Bruxelles, 15/11/2010 (Agence Europe) - Le Parlement européen campe sur sa position et exige que l'initiative citoyenne européenne (ICE) devienne un instrument facile à utiliser et accessible à tous. À cette fin, les députés voudraient modifier l'accord politique du Conseil adopté le 14 juin sur le règlement de mise en œuvre de l'ICE. Le souci principal des quatre rapporteurs du PE - Alain Lamassoure (PPE), Zita Gurmai (S&D), Diana Wallis (ADLE) et Gerald Häfner (Verts/ALE) - est de simplifier la procédure. « Tous les quatre, nous avons un objectif simple: faire en sorte qu'il y ait autant d'initiatives citoyennes que possible », a dit Mme Gurmai devant la commission des affaires constitutionnelles où le projet de rapport a été présenté la semaine dernière. Le vote en commission est prévu pour le 30 novembre. Le Conseil et le PE veulent ensuite parvenir à un accord en première lecture en décembre. Le projet de rapport prévoit notamment d'apporter les modifications suivantes au texte du Conseil:
Admissibilité d'une initiative. Les rapporteurs estiment que la recevabilité d'une initiative devrait être vérifiée dès l'enregistrement auprès du site de la Commission, et non après que 100 000 signatures auront été réunies, comme le voudrait le Conseil (la Commission avait même proposé 300 000 signatures). Effectuer ce test plus tôt, dès l'enregistrement, permettrait d'éviter que les citoyens perdent du temps et de l'énergie à collecter des milliers de signatures sans savoir si l'initiative sera déclarée recevable. Les rapporteurs suggèrent des critères à remplir pour que la Commission puisse admettre un projet d'initiative, à savoir: - l'ICE proposée ne doit pas être manifestement contraire aux valeurs de l'UE citées dans l'article 2 du traité ; - elle doit porter sur une matière pour laquelle la Commission, selon le traité, a la compétence de faire des propositions législatives; - l'ICE ne doit pas être « manifestement abusive, frivole ou vexatoire » ; - les organisateurs de l'initiative doivent créer une 'commission des citoyens' (citizen's commitee) d'au moins sept membres venant de sept États membres et désigner des personnes de contact. La vérification de la recevabilité par la Commission deviendrait ainsi un acte administratif et non politique comme certains députés le craignaient. En cas de refus d'un projet d'initiative, la Commission doit motiver sa décision.
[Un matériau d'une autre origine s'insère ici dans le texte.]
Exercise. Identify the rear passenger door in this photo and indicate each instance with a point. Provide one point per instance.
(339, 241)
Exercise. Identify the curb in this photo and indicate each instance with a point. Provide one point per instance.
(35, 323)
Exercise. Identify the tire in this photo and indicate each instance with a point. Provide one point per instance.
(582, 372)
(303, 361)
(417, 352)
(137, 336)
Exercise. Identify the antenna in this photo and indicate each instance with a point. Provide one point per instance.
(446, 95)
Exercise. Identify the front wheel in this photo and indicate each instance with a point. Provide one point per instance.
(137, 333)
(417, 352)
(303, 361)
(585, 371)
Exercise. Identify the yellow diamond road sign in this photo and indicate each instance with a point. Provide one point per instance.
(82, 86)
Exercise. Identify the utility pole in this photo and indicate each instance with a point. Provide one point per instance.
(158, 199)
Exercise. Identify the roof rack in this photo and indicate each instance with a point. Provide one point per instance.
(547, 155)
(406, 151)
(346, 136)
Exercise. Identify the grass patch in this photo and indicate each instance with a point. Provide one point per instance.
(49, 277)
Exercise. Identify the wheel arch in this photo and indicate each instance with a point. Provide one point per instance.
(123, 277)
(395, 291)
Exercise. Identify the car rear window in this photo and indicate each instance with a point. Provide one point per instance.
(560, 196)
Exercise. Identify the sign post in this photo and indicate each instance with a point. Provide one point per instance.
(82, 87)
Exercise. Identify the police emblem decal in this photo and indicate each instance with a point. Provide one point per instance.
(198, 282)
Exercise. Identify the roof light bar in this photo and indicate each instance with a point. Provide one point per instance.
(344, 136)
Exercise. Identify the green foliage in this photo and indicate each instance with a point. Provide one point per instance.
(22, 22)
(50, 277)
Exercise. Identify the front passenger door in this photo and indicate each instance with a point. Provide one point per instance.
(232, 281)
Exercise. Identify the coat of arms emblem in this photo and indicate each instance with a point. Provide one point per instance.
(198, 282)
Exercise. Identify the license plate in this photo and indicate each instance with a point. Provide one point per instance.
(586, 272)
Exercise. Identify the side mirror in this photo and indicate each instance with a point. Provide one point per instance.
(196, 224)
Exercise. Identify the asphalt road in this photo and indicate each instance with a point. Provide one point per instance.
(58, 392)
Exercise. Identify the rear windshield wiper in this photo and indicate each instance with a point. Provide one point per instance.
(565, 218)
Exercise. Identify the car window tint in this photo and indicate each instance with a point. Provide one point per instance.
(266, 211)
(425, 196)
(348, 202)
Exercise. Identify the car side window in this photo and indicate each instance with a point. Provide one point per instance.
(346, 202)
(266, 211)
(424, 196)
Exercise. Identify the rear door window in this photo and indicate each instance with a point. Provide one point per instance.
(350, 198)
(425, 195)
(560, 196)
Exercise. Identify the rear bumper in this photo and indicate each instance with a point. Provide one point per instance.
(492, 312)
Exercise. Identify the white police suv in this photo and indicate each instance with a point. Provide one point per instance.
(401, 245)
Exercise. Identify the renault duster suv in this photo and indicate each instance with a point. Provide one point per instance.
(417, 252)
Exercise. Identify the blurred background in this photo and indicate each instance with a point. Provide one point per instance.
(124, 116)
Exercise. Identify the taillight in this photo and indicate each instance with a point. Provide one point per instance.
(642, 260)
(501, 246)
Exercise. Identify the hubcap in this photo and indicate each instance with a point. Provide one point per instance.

Collecte des signatures. Les rapporteurs ne contestent pas le seuil des 1 000 000 de signatures nécessaires pour réussir une initiative citoyenne mais estiment qu'elles devraient parvenir d'un cinquième (20%) des États membres et pas du tiers (en ce moment donc neuf pays) proposé par le Conseil. Les députés veulent aussi que les jeunes puissent être autorisés à soutenir une initiative à partir de 16 ans. (H.B.)